Continuando
la marcia di avvicinamento all’Albania, ho letto Non c’è dolcezza di Anilda Ibrahimi, di cui mi era piaciuto molto
il fresco Rosso come una sposa e
molto, molto meno L’amore e gli stracci
del tempo. Neanche Non c’è dolcezza
mi ha convinta granché. C’è una storia anche troppo melodrammatica ma poco
chiara, in certi punti tirata via in scene troppo sintetiche e superficiali.
Forse una vicenda simile, che sbocca in tragedia per poi tornare sui propri
passi, avrebbe bisogno di un passo antico, un tono da romanzo ottocentesco, e
anche di una costruzione psicologica più solida. Così com’è non acchiappa, non
emoziona malgrado sia del genere che sulle emozioni fa continuamente leva, tra
maternità e allattamenti, segreti letteralmente sepolti e segreti svelati.
Anilda Ibrahimi scrive molto bene, è capace di raccontare benissimo un mondo a
metà tra arcaismi e modernità, ma sembra sempre sul limite, come se non volesse
essere troppo legata a quella Albania semplice e contadina cui le sue storie
riportano. Inoltre penso che non giovi la scelta della narrazione al
presente, che diluisce l’aspetto narrativo in una serie di scene staccate e
toglie peso e profondità all’aspetto accattivante dell’ambientazione lontana nel tempo e
nello spazio. In un villaggio in riva al mare che possiamo immaginare dalla
parti della sua natia Valona, due ragazze, Lila di famiglia benestante e Eleni
figlia di un pastore, stringono un’amicizia strettissima sulla base dell’amore
condiviso per Andrea, un ragazzo bellissimo che non le guarda neppure.

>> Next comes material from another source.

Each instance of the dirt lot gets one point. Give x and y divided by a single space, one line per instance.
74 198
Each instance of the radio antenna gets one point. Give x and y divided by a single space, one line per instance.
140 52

Crescendo la vita le divide, Lila sposa il fratello di Andrea e vive nella
capitale, Eleni rimane al villaggio aspettando chissà che. Quando il suo
destino si presenta, è molto più crudele di quello che potrebbe sembrare, e
ritorna a intrecciarsi indissolubilmente con quello di Lila. Protagonista è il
bambino Arlind, la cui nascita è un insormontabile ostacolo tra le due amiche. E
qui mi fermo perché il plot è articolato e rivelare gli snodi narrativi sarebbe
una cattiveria. Intanto intorno il mondo cambia, il regime comunista che ha
retto l’Albania dal 1946 al 1990 crolla portando con sé le vite di molti,
niente rimane uguale a come lo conoscevano i personaggi del romanzo, e questa è
la parte più affascinante su cui mi sarebbe piaciuto che Anilda Ibrahimi si
soffermasse di più. Però forse non può lasciarsi andare ai ricordi, alla
nostalgie dell’infanzia, per lo stigma obbligatorio che ogni regime comunista
ormai si porta con sé. Mi ha molto interessato il rapporto tra i contadini e i
gitani, di grande simpatia e affinità, anche una certa ammirazione da parte
degli abitanti del villaggio per i quali l’arrivo annuale dei gitani era una
grande festa. Questa armonia crolla dopo il 1990 come altre sicurezze, e i
gitani ne subiscono amarissime conseguenze.
Un
romanzo che mi ha lasciata un po’ insoddisfatta, ma che sicuramente piacerà a
chi cerca una narrazione moderatamente esotica, molto di pancia, molto di
donne, molto leggibile, di superficie, veloce, leggera malgrado la drammaticità delle vicende.
Magari sono io che non l’ho saputa apprezzare.